Er kehrte sich wieder um und fragte höflich, aber wie zum Scherz: »Fahren Sie mit, Kommissär?«
»Ja, Tschanz, ich fahre mit«, antwortete der unerwartet.
»Gut«, sagte Tschanz etwas verwirrt, denn er hatte nicht damit gerechnet, »um sieben.«
In der Türe kehrte er sich noch einmal um: »Sie waren doch auch bei Frau Schönler, Kommissär Bärlach. Haben Sie denn dort nichts gefunden?« Der Alte antwortete nicht sogleich, sondern verschloß erst die Mappe im Schreibtisch und nahm dann den Schlüssel an sich.

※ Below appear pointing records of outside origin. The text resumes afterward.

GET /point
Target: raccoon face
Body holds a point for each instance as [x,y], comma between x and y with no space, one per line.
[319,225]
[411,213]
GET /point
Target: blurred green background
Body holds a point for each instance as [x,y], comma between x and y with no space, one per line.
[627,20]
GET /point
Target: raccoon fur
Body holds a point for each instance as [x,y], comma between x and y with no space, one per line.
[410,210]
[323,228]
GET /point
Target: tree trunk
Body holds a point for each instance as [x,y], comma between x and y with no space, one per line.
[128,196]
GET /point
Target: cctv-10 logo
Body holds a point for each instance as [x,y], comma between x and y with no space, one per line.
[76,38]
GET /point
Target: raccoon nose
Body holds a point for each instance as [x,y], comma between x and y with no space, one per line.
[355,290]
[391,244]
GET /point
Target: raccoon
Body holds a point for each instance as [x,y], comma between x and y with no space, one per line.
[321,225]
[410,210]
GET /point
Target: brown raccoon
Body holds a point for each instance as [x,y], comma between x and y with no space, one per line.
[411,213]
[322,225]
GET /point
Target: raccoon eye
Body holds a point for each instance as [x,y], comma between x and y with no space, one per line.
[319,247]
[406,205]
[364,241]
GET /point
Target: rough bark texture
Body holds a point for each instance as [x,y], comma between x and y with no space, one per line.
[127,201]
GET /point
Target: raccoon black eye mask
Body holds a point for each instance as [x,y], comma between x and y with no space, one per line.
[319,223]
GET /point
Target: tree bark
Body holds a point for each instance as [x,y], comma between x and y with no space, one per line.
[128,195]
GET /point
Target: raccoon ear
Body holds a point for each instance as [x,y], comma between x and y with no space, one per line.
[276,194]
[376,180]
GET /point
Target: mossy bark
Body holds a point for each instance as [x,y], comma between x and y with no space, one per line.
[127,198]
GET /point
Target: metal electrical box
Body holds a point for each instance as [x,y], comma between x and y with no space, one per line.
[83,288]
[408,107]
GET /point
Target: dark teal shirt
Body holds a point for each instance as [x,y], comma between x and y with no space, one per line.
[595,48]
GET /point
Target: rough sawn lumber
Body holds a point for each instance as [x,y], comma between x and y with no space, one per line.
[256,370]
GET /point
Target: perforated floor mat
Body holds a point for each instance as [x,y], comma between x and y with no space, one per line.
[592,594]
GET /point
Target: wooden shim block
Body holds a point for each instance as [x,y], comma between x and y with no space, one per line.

»Nein, Tschanz«, sagte er endlich, »ich habe nichts gefunden. Sie können nun gehen.«
Um sieben Uhr fuhr Tschanz zu Bärlach in den Altenberg, wo der Kommissär seit dreiunddreißig in einem Hause an der Aare wohnte. Es regnete, und der schnelle Polizeiwagen kam in der Kurve bei der Nydeggbrücke ins Gleiten. Tschanz fing ihn jedoch gleich wieder auf. In der Altenbergstraße fuhr er langsam, denn er war noch nie bei Bärlach gewesen, und spähte durch die nassen Scheiben nach dessen Hausnummer, die er mühsam erriet. Doch regte sich auf sein wiederholtes Hupen niemand im Haus. Tschanz verließ den Wagen und eilte durch den Regen zur Haustüre. Er drückte nach kurzem Zögern die Falle nieder, da er in der Dunkelheit keine Klingel finden konnte. Die Türe war unverschlossen, und Tschanz trat in einen Vorraum. Er sah sich einer halboffenen Türe gegenüber, durch die ein Lichtstrahl fiel. Er schritt auf die Türe zu und klopfte, erhielt jedoch keine Antwort, worauf er sie ganz öffnete. Er blickte in eine Halle. An den Wänden standen Bücher, und auf dem Diwan lag Bärlach. Der Kommissär schlief, doch schien er schon zur Fahrt an den Bielersee bereit zu sein, denn er war im Wintermantel. In der Hand hielt er ein Buch. Tschanz hörte seine ruhigen Atemzüge und war verlegen. Der Schlaf des Alten und die vielen Bücher kamen ihm unheimlich vor. Er sah sich sorgfältig um. Der Raum besaß keine Fenster, doch in jeder Wand eine Türe, die zu weiteren Zimmern führen mußte. In der Mitte stand ein großer Schreibtisch. Tschanz erschrak, als er ihn erblickte, denn auf ihm lag eine große, eherne Schlange.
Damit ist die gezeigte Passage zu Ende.